There was a good deal of Anarchism in those days—from the point of view of the proletariat I dare say there was room for it. England, as the centre of the world's money market, was outwardly much the same as ever, but on the Continent and in The States things had rapidly reached an extraordinary pass. Especially was this so on the Continent, where the operations of the millionaire Ring had placed all practical rule in the hands of a few financiers, a fact to which the world suddenly awoke the day after the outbreak of that long - expected bogie, a general European war.
Practically there was no war. Armies marched, fleets were mobilized; but never a serious blow was struck, Financial panics reigned in every belligerent capital, no loans were forthcoming; and with their purse-strings tied, the nations could do little. What warfare there was was mostly civil discord, which lasted just so long as the Ring saw fit. Then millions were spent upon restoring law and order, and Europe accepted peace.
From that day onward national disarmament became an accomplished thing. No fresh troops were raised, no new ironclads took the water. Rapid as the change was, its course was graduated too imperceptibly to follow; but by degrees the Governments recognized that war was not possible, and that to maintain armed forces, save as police, was a useless expense.
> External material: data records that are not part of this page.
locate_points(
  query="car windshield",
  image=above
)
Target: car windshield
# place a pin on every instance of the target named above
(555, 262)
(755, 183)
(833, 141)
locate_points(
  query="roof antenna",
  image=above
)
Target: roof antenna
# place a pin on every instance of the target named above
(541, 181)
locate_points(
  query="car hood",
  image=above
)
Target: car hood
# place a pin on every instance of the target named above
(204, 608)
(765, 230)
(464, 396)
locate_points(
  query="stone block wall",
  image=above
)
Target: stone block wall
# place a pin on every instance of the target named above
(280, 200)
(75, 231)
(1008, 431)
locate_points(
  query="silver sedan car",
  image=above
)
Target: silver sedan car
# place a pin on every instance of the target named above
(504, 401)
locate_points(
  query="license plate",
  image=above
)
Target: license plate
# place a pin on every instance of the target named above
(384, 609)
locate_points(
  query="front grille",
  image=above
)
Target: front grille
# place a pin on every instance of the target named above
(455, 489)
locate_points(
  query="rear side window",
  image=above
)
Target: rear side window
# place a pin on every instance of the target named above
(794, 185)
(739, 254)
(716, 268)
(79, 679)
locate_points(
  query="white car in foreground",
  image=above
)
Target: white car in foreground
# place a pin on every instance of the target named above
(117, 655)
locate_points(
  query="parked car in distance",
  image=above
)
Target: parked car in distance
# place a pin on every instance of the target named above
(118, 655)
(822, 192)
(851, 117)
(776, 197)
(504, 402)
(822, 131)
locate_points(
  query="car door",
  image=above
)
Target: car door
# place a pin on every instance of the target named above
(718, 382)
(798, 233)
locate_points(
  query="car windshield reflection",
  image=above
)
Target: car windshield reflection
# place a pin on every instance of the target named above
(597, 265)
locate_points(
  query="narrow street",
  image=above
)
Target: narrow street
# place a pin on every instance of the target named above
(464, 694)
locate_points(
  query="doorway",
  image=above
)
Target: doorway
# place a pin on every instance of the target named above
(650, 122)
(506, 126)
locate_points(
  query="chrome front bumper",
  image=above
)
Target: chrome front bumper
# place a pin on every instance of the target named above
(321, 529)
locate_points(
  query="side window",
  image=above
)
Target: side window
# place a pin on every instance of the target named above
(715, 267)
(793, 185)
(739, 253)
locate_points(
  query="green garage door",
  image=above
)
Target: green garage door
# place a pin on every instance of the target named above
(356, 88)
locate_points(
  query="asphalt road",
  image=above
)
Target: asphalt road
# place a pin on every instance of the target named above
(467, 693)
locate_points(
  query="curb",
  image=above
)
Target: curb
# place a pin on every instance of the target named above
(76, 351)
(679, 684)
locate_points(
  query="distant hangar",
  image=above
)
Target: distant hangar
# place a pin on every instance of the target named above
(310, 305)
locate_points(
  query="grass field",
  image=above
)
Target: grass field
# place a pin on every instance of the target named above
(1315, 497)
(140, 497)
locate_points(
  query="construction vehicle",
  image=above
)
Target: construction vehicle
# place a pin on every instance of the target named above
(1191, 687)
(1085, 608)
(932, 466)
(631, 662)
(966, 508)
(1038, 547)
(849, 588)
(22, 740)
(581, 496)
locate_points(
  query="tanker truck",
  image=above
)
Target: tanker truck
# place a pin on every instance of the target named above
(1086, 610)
The economy brought enormous prosperity at first. New markets were opened up everywhere, the principal, perhaps, being the Euphrates Valley and Syria, the value of which had long been recognized. Many of the millionaires were Jews; to them the new market appealed irresistibly, and a new city in the ancient plain of Esdraelon soon became a second Johannesburg, with a Stock Exchange rivalling that of London in importance.
England was, indeed, drifting a little behind the times. Under one pretext and another the British Navy, for all that no fresh ships were built, did not decline at the regulation rate; and what there was of it, was kept as efficient as circumstances would allow. The precise reasons that led to this state of affairs do not much matter; old time prejudices probably accounted for a great deal; the fact that England was still the centre of many financial operations and the home of wealth, may also have well been present in the minds of the controlling forces which allowed the fleet to go on existing. Given a cataclysm, England, as an island guarded by a fleet, might well be a useful refuge.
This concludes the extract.